At 10:00 GMT on Wednesday, Marco Nannini and Sergio Frattaruolo relinquished their lead with Financial Crisis as the Italian-Slovak Class40 began to slow down while Conrad Colman and Scott Cavanough held onto the breeze on Cessna Citation further north, building a lead of 19 miles by mid-afternoon.
Meanwhile, trailing Nannini and Frattaruolo by 84 miles at 15:00 on Wednesday, Phillippa Hutton-Squire and Nick Leggatt on Phesheya-Racing in third have kept a 13-mile lead over the Dutch father-and-son duo of Nico and Frans Budel with Sec.

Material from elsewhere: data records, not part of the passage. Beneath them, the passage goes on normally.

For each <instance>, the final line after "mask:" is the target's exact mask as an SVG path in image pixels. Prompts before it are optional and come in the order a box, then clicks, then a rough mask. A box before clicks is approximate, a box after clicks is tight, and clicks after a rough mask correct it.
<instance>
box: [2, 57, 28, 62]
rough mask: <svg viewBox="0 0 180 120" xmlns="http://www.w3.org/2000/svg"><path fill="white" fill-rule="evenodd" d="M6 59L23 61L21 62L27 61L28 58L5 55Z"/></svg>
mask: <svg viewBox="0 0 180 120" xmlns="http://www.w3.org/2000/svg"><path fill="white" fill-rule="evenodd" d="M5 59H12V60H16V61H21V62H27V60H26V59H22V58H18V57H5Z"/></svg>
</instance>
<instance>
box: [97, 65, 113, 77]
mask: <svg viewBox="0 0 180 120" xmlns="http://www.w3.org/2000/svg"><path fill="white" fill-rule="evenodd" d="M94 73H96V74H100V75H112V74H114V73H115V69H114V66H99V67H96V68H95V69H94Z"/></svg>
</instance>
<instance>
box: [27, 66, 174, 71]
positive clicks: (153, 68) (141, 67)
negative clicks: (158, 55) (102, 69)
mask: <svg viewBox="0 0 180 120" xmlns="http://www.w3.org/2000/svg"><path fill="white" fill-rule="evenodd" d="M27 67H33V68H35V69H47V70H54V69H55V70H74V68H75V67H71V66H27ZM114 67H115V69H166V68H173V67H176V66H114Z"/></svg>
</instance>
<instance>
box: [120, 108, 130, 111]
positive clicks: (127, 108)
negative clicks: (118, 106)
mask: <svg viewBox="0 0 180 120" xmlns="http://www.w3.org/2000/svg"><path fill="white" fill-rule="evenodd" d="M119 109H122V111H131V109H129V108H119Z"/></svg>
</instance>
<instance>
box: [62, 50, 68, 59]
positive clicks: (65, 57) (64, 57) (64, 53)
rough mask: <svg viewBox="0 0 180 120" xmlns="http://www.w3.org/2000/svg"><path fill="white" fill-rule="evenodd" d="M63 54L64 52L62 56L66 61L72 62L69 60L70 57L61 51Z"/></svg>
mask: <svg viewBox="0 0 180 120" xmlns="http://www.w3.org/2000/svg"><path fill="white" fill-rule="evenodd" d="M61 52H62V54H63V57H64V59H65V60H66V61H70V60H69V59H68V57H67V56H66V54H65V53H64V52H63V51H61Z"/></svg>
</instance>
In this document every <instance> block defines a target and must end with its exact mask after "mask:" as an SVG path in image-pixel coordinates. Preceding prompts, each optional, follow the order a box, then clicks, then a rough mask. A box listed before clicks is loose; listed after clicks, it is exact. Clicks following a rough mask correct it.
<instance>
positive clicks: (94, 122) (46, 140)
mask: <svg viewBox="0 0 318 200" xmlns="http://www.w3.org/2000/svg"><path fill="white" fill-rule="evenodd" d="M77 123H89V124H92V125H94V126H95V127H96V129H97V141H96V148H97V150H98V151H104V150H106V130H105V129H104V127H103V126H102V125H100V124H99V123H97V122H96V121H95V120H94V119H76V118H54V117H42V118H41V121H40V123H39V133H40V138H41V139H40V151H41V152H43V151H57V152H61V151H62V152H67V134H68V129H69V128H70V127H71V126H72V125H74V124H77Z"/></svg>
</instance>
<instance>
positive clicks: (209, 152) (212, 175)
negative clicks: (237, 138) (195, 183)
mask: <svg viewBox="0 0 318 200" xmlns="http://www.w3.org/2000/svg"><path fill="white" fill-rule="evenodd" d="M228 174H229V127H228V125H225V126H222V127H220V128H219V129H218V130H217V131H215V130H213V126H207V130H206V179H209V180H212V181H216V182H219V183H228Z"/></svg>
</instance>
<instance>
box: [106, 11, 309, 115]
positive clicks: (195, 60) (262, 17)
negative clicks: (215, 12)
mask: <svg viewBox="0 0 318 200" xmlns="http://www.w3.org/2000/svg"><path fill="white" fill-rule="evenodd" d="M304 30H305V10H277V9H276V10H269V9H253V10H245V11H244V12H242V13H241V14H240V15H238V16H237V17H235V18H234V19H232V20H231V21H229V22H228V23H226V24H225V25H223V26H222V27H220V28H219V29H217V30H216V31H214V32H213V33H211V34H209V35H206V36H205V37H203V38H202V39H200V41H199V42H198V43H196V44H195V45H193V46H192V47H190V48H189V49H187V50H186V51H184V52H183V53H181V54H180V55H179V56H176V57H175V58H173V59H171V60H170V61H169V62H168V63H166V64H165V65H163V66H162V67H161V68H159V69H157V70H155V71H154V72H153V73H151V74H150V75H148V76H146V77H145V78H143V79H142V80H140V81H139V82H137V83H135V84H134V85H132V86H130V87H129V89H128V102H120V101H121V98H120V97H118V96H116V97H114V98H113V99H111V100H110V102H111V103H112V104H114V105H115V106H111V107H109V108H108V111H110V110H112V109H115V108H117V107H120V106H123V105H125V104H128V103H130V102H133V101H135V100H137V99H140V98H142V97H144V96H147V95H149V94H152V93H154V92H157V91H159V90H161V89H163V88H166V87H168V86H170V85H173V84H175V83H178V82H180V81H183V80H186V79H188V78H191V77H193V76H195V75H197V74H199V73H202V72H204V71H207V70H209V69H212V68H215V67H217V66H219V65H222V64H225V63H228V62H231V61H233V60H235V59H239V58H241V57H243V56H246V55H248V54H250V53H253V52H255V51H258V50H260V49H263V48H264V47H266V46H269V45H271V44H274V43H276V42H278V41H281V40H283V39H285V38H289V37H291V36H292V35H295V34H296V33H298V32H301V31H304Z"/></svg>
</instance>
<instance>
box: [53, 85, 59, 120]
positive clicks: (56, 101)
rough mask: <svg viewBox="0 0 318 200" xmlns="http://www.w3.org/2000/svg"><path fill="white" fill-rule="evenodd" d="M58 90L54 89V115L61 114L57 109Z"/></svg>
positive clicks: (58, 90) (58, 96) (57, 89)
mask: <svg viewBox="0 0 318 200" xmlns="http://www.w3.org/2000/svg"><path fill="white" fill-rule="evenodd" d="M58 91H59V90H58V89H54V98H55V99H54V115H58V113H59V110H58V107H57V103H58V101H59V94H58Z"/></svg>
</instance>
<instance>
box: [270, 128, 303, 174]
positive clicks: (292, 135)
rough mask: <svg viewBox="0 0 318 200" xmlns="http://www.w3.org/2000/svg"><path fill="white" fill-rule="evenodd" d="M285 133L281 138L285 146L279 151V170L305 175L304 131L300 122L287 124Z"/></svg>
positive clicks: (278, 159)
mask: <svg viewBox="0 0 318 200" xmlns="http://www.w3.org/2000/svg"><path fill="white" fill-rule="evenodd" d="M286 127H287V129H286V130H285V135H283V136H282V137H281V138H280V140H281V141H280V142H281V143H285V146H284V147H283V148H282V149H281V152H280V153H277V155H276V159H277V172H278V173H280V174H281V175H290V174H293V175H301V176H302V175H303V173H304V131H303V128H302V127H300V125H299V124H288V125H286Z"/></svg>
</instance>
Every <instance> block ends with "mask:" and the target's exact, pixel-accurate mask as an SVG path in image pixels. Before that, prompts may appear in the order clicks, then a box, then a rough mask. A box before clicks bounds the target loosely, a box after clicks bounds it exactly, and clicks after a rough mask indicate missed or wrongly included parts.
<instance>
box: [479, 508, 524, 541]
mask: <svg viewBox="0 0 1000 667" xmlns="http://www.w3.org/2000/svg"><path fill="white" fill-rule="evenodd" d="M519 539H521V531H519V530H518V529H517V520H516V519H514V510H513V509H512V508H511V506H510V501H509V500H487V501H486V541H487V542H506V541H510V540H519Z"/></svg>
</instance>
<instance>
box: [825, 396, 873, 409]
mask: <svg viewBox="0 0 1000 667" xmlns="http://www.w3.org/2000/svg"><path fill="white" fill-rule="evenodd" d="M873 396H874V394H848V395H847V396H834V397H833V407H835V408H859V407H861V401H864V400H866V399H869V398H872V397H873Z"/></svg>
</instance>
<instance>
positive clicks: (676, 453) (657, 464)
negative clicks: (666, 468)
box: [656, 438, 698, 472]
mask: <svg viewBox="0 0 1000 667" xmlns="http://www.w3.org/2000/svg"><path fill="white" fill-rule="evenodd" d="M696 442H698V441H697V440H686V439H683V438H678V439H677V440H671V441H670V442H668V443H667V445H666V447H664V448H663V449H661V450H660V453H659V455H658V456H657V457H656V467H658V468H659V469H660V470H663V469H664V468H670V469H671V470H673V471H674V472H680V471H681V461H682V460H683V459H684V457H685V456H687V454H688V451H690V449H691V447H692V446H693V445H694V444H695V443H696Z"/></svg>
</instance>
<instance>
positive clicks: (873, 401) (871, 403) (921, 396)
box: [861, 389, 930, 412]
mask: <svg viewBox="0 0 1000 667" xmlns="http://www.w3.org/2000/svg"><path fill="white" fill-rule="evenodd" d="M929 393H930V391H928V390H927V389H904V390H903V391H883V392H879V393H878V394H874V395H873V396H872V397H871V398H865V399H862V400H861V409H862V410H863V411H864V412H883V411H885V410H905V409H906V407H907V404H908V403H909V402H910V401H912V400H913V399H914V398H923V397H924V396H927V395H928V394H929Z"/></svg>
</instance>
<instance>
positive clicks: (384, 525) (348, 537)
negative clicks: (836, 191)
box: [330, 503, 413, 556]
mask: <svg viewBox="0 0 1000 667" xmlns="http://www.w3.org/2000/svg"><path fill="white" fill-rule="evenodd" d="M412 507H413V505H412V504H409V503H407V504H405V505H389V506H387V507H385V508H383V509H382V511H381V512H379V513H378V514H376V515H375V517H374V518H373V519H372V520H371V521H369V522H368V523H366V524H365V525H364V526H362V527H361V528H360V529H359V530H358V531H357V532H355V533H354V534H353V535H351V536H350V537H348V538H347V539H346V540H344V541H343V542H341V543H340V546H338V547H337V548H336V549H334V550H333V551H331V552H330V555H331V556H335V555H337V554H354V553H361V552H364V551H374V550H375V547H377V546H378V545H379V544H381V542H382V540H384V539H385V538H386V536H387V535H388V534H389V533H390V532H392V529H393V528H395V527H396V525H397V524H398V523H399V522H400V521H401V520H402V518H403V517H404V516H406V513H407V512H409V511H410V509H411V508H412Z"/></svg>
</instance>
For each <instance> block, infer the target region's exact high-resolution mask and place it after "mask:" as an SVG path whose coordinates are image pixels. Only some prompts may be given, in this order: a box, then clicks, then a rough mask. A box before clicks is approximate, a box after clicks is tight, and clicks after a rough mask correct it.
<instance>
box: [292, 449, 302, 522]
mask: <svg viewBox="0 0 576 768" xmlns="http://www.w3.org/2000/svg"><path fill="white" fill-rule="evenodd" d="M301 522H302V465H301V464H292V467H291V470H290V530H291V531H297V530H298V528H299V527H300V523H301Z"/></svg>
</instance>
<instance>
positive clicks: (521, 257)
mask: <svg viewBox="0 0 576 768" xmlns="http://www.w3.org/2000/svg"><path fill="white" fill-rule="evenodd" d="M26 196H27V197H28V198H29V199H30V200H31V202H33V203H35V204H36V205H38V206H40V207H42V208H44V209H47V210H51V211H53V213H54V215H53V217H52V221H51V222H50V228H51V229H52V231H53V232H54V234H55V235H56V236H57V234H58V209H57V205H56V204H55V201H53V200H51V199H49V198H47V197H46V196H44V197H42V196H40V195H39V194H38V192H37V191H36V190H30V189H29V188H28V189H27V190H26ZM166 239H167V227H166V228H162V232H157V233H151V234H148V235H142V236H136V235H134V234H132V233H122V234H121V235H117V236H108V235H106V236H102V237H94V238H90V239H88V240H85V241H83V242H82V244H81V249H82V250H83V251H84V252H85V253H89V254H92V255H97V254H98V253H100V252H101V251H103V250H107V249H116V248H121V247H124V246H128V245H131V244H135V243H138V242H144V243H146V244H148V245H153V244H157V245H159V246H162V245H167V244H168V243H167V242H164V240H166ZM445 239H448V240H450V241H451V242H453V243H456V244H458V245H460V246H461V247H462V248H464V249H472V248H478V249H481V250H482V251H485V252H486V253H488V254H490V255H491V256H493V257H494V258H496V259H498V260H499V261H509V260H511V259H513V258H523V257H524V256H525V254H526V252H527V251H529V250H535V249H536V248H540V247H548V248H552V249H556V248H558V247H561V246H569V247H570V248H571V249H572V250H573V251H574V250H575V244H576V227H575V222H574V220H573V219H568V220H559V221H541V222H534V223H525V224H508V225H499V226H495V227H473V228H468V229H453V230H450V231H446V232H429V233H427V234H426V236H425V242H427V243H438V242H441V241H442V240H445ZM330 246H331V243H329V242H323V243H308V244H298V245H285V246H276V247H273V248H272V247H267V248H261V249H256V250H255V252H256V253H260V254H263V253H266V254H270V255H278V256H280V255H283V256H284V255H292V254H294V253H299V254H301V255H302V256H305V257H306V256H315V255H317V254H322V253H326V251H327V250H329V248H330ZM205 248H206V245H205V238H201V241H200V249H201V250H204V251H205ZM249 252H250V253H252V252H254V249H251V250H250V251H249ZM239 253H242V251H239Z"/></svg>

Hayai, but the Budel’s are averaging one knot faster than the South Africans as they enter a zone where GRIB files are currently predicting less than four knots.
On Cessna Citation, Colman and Cavanough were still averaging slightly under eight knots as the windless area ballooned across their path on the weather files: “Welcome to the world of pogo-stick sailing,” commented Colman on Wednesday morning. “Since leaving the welcoming confines of the Charleston Harbour we have been bouncing continually and the first night was truly horrendous - lightning flashes wrought the sky at scarily frequent intervals, its booming thunder drowned out only by the cacophony of our boat's impact with the waves.”